Quién diría hace 30 años que un pueblito cordillerano con casitas de bahareque y chambranas de madera en donde los vecinos se saludaban por su nombre, se convertiría en uno de los destinos turísticos colombianos más conocidos en el mundo. Salento conoció en carne propia y sin preparación previa, lo que era ponerse de moda, pasar al foco de los grandes operadores y sufrir un rápido deterioro de su movilidad. La actividad ha generado ingresos para las rentas municipales, sin duda. Pero, de nada sirve el recaudo tributario si la toma de decisiones no está en manos de personas capacitadas y con visión. Para un ejemplo, tomemos la movilidad al interior de su casco urbano; una de las dolencias más frecuentes de los salentinos, que ven cómo las calles diseñadas para una carga mucho menor se ven abarrotadas de vehículos, caballos y peatones. 

El fenómeno ya era conocido en 2008, época en la que el actual candidato a la Gobernación, Jorge Ricardo Parra Sepúlveda, asumía las riendas del municipio como alcalde por segunda vez. Pero la realidad y las necesidades de los pobladores no fueron escuchadas; la solución planteada se resumió a la creación de un parque museo del Agua en la entrada del municipio, y cuyo propósito pedagógico no compensa la inversión de 1.500 millones de pesos (en valores de hace 14 años). Un par de salones y la representación de cómo funcionaba un acueducto, componían el proyecto; bastaron pocos meses para demostrar que unos tubos no atraían al turista que llegaba interesado en ver naturaleza y cultura viva: los comerciantes que se pasaron allí abandonaron el proyecto, y el lote se llenó de maleza.

Hubo que esperar a que Juan Miguel Galvis Bedoya, también en la carrera por el primer cargo administrativo del Quindío hoy, fuera elegido como alcalde en 2016, para que el predio obtuviera, por fin, un uso útil para la población. Dejando de lado el esperpéntico parque dejado por Parra, destinó el lote para algo que resultó fundamental para descongestionar el pueblo: la terminal de transportes, adonde llegan autobuses con cientos de turistas, absorbiendo parte del embotellamiento. Una decisión fundamentada en un estudio serio y que hoy en día se mantiene vigente.

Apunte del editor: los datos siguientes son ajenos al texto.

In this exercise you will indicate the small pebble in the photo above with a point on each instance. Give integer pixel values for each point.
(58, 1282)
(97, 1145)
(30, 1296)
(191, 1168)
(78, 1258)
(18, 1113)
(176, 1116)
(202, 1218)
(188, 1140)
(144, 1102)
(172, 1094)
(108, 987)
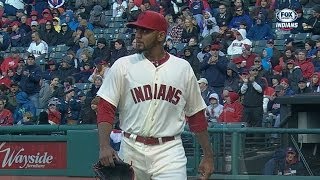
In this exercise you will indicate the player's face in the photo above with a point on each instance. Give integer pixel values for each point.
(146, 39)
(1, 105)
(55, 81)
(301, 56)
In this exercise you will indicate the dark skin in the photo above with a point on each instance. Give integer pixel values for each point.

Pero esta no fue la única movida inteligente que Galvis emprendió en beneficio de la movilidad, supongo movido por el conocimiento del ordenamiento territorial que le brinda su formación como arquitecto; fue él quien construyó el muro de contención sobre la calle Quinta y que ha evitado que la entrada a Salento desde la Autopista del Café no se tapone con derrumbes que además afectarían la infraestructura del cuerpo de bomberos, una escuela y un hogar de ancianos; gestionó más de 2.200 millones de pesos para intervenir puntos críticos de esta vía; pavimentó la calle Cuarta; implementó zonas peatonales que contribuyen al comercio; amplió los andenes de la plaza principal.

No hace falta, entonces, mucho trabajo para ver la diferencia en los estilos de administración de ambos personajes. Como dice la Biblia y es conocido ampliamente, “por sus frutos los conoceréis”. De nada sirve actualmente, que un candidato atiborre el espacio público con publicidad externa y se tome fotos con personajes de variable credibilidad pública, porque el elector parece haber abierto los ojos y el desempeño es un legado más que válido para conocer de verdad al hombre detrás de la valla.